CVE-2026-20040 | Cisco IOS XR up to 25.4.1 CLI os command injection (cisco-sa-iosxr-privesc-bF8D5U4W)

Inserito da Angelo Barbosa | Mar 11, 2026 | CVE

A vulnerability categorized as critical has been discovered in Cisco IOS XR. Affected is an unknown function of the component CLI. Executing a manipulation can lead to os command injection.

This vulnerability is registered as CVE-2026-20040. The attack needs to be launched locally.
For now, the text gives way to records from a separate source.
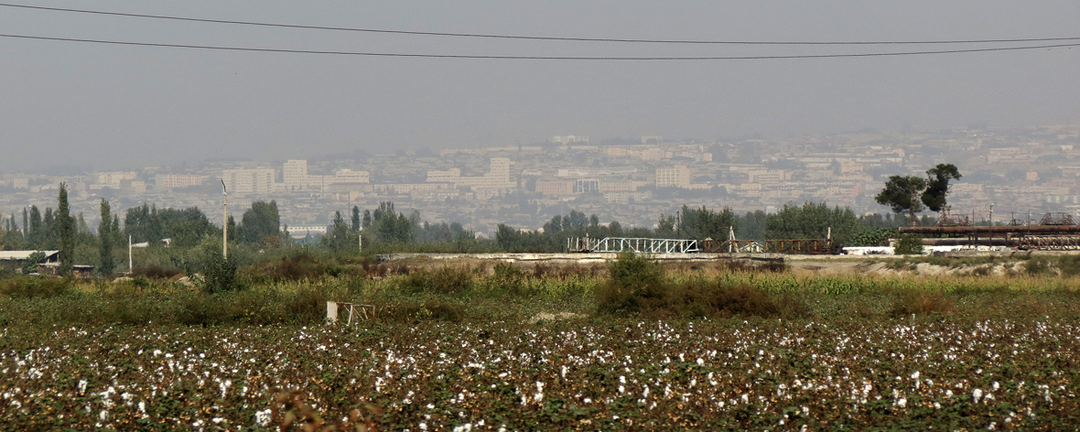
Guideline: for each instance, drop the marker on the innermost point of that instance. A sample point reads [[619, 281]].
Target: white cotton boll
[[262, 418]]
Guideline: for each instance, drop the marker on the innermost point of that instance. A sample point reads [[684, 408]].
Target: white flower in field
[[262, 418]]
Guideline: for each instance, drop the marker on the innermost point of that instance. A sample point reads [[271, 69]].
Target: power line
[[537, 57], [540, 38]]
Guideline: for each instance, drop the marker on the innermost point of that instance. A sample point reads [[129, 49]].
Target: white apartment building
[[677, 176], [248, 180]]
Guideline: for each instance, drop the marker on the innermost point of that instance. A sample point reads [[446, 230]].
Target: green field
[[477, 346]]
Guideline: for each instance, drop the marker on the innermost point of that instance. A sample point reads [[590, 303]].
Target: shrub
[[1037, 266], [35, 287], [508, 279], [1069, 265], [220, 274], [154, 271], [446, 281], [633, 281], [921, 302], [908, 244]]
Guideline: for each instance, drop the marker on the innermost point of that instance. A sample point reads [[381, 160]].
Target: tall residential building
[[176, 180], [248, 180], [295, 174], [677, 176], [498, 176]]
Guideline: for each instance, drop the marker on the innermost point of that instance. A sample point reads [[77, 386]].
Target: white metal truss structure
[[637, 245]]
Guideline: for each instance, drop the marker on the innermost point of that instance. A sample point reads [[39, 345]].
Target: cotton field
[[576, 375]]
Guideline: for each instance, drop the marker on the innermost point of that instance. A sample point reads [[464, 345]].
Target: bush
[[1069, 265], [908, 244], [154, 271], [445, 281], [1037, 266], [35, 287], [921, 302], [220, 274], [634, 280]]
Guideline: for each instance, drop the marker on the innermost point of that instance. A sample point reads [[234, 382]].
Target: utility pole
[[225, 223]]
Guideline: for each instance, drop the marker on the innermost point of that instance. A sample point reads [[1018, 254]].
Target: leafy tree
[[703, 223], [939, 177], [106, 240], [30, 266], [260, 225], [66, 232], [752, 226], [337, 237], [186, 227], [811, 220], [391, 227], [901, 193]]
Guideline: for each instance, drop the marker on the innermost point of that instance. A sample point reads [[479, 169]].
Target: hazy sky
[[77, 104]]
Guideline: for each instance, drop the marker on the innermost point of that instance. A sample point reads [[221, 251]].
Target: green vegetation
[[908, 244], [909, 193], [630, 345]]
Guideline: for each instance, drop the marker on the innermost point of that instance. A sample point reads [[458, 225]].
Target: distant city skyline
[[65, 104]]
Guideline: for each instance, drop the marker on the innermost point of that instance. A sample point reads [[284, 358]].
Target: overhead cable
[[541, 38], [538, 57]]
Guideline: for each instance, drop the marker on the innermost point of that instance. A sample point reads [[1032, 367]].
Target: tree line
[[192, 239]]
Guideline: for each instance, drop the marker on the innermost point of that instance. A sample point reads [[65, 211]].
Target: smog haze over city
[[124, 107], [167, 106]]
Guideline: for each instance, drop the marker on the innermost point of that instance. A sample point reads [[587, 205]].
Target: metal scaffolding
[[637, 245]]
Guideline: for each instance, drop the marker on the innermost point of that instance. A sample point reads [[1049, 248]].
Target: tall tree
[[106, 240], [811, 220], [901, 193], [937, 185], [66, 232], [261, 224]]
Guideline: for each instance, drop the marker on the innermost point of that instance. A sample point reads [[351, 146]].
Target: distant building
[[677, 177], [295, 174], [498, 176], [568, 139], [248, 180], [177, 180], [555, 188]]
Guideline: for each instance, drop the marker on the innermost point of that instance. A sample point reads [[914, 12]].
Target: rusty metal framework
[[640, 245], [637, 245], [795, 246], [1049, 243], [1057, 219]]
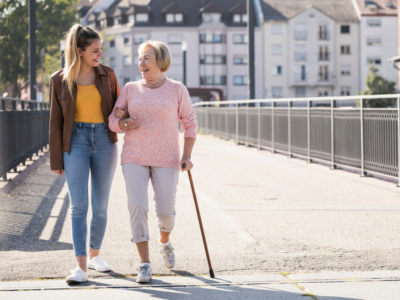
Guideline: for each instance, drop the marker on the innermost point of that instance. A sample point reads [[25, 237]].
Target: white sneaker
[[144, 275], [98, 264], [77, 276]]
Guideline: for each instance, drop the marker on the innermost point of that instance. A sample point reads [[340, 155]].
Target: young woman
[[82, 96]]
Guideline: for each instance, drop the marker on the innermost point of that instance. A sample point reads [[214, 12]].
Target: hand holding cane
[[200, 222]]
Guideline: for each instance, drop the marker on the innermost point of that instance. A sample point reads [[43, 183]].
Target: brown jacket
[[62, 111]]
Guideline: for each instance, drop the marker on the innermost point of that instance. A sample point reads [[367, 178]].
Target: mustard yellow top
[[88, 105]]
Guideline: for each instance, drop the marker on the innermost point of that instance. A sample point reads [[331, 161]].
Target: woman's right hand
[[59, 172]]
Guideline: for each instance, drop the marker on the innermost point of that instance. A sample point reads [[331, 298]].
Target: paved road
[[262, 214]]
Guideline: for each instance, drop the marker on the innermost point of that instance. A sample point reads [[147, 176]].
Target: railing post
[[289, 130], [259, 126], [398, 142], [237, 124], [332, 136], [362, 136], [273, 127], [308, 131]]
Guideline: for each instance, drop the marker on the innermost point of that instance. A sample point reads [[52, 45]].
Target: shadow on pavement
[[26, 211]]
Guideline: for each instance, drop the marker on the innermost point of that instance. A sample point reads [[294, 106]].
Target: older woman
[[151, 147]]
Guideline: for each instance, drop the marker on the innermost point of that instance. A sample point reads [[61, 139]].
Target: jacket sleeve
[[115, 87], [186, 114], [122, 101], [55, 129]]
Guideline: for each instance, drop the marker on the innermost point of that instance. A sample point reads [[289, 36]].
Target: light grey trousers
[[165, 182]]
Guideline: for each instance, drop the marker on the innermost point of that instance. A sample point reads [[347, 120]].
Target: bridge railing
[[24, 130], [340, 131]]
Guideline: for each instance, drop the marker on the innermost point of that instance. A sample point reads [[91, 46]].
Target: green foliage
[[53, 17], [377, 85]]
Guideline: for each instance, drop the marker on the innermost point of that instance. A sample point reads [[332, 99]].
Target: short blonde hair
[[163, 54]]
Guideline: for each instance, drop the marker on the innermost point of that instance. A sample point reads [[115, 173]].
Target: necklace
[[153, 83]]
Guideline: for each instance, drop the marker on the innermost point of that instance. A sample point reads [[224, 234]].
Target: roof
[[377, 7], [338, 10]]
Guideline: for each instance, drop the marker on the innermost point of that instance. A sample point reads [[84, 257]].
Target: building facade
[[215, 33]]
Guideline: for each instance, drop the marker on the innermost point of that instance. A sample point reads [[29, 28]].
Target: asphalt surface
[[262, 213]]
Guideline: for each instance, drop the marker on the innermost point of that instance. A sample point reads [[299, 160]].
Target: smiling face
[[92, 54], [148, 64]]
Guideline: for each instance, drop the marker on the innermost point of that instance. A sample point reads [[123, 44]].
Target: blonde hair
[[76, 37], [163, 54]]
No exploit is available.

It is advisable to upgrade the affected component.

CVE-2026-20040 | Cisco IOS XR up to 25.4.1 CLI os command injection (cisco-sa-iosxr-privesc-bF8D5U4W)

Post correlati

CVE-2025-8380 | Campcodes Online Hotel Reservation System 1.0 add_query_account.php Name cross site scripting

CVE-2024-5893 | SourceCodester Cab Management System 1.0 Users.php id sql injection

CVE-2025-15322 | Tanium Server prior 7.6.2.1327/7.6.4.2160/7.7.3.8231 authorization (TAN-2025-028)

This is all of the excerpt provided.